The U.S. Treasury Department has signaled the latest focus of its enforcement: real estate ventures with ties to money laundering schemes. Individual real estate investors and companies involved in luxury real estate, real estate development or investment, property management, and escrow or mortgage services around the globe should heed Treasury’s warnings.

Which Real Estate Markets are Targets?

Several real estate markets in the United States and abroad are ripe for Treasury’s picking. In January 2016, the Treasury Department, Financial Crimes Enforcement Network (FinCEN) issued Geographic Targeting Orders for Manhattan, New York and Miami-Dade Country, Florida. Reportedly nearly one in three apartments in midtown Manhattan is unoccupied for at least ten months each year.

The orders seek to create transparency of investments in the areas by requiring certain U.S. title insurance companies to identify all cash buyers of high-end real estate in those markets.
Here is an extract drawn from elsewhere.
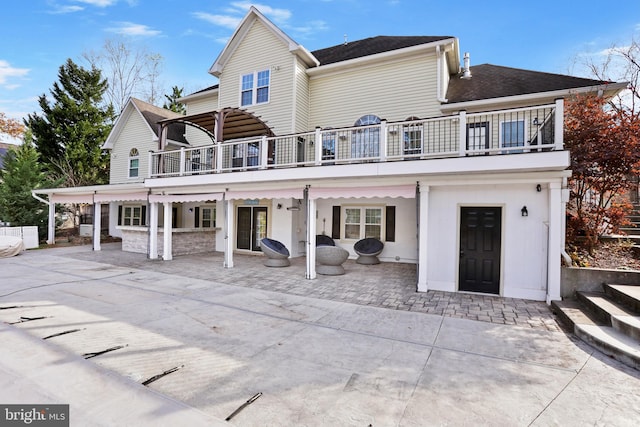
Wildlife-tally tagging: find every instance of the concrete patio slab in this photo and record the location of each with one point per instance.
(316, 360)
Specifically, the orders require identification of the true beneficial owners behind shell companies that pay for high-end real estate in all cash. The orders will expire in August 2016. Nevertheless, a senior Federal Bureau of Investigation official stated that the orders may be extended in time and expanded geographically.

We suspect such an expansion would next target San Francisco and Honolulu in the United States and, abroad, Vancouver, Hong Kong, Shanghai, Singapore, Dubai, London, Paris, and Melbourne. Those cities are reportedly home to similar investments situations and, the empty homes that are their hallmark.

Which Investors?

We find not only real estate investors, but businesses related to real estate investment, should be wary of the warning signs from Treasury. As seen in the still settling dust of the Panama Papers aftermath, the tendrils of deep-rooted money-laundering systems reach farther than one might expect. The Panama Papers, leaked from the law firm Mossack Fonseca, unveiled a laundry list of individuals and entities subject to potential liability for tax evasion and money laundering. The effects of that exposure have reportedly cost companies named in the papers approximately $230 billion in market share, as we reported here.

In a subsequent strike, the Treasury Department, Office of Foreign Assets Control (OFAC) added Waked Money Laundering Operation (Waked MLO), several of its leaders, and 68 companies tied to the organization to the List of Specially Designated Nationals (SDN List) pursuant to the Foreign Narcotics Kingpin Designation Act (Kingpin Act). OFAC alleged Waked MLO is an international money laundering network that uses trade-based methods and real estate development to support drug traffickers and their organizations.

Only two of the individuals sanctioned related to Waked MLO activities had ties to Mossack Fonesca. So it appears that Treasury’s anti-money laundering enforcement push may draw force from the Panama Papers, but it will not be limited to that much-publicized list.

What Type of Enforcement?

Although OFAC is also involved, FinCEN is the primary enforcer of money laundering controls. FinCEN continues its robust enforcement against money laundering under the Bank Secrecy Act (BSA) and the USA PATRIOT Act. It appears that those two arms of Treasury are working in tandem as OFAC has been exercising its unique authority to sanction individuals for money-laundering related offenses. Earlier this year, we saw OFAC’s designations of individuals lead to arrests of Hizballah money launderers.

Beyond Treasury’s efforts, we see the U.S. Supreme Court weighing the Second Circuit’s finding that the Racketeer Influence and Corrupt Organizations Act (RICO) provides for an indictment based on money-laundering conduct that took place outside of the United States.[1]


As a result of the increased enforcement activities discussed above, luxury real estate firms, related businesses, and individual investors in real estate should flag money laundering risks as a top priority for the remainder of 2016.

In order to remain compliant, companies should crosscheck the names of the recently sanctioned individuals and entities to identify and address any interactions with those parties. For any company, a robust anti-money laundering compliance program is also a must. A strong anti-money laundering policy with know your customer steps and a reasonable level of customer diligence review could make all the difference for a company or individual to avoid joining Waked MLO and its associates on OFAC’s SDN list or falling under FinCEN enforcement.

[1] That case is European Community v. RJR Nabisco Inc., case number 15-138.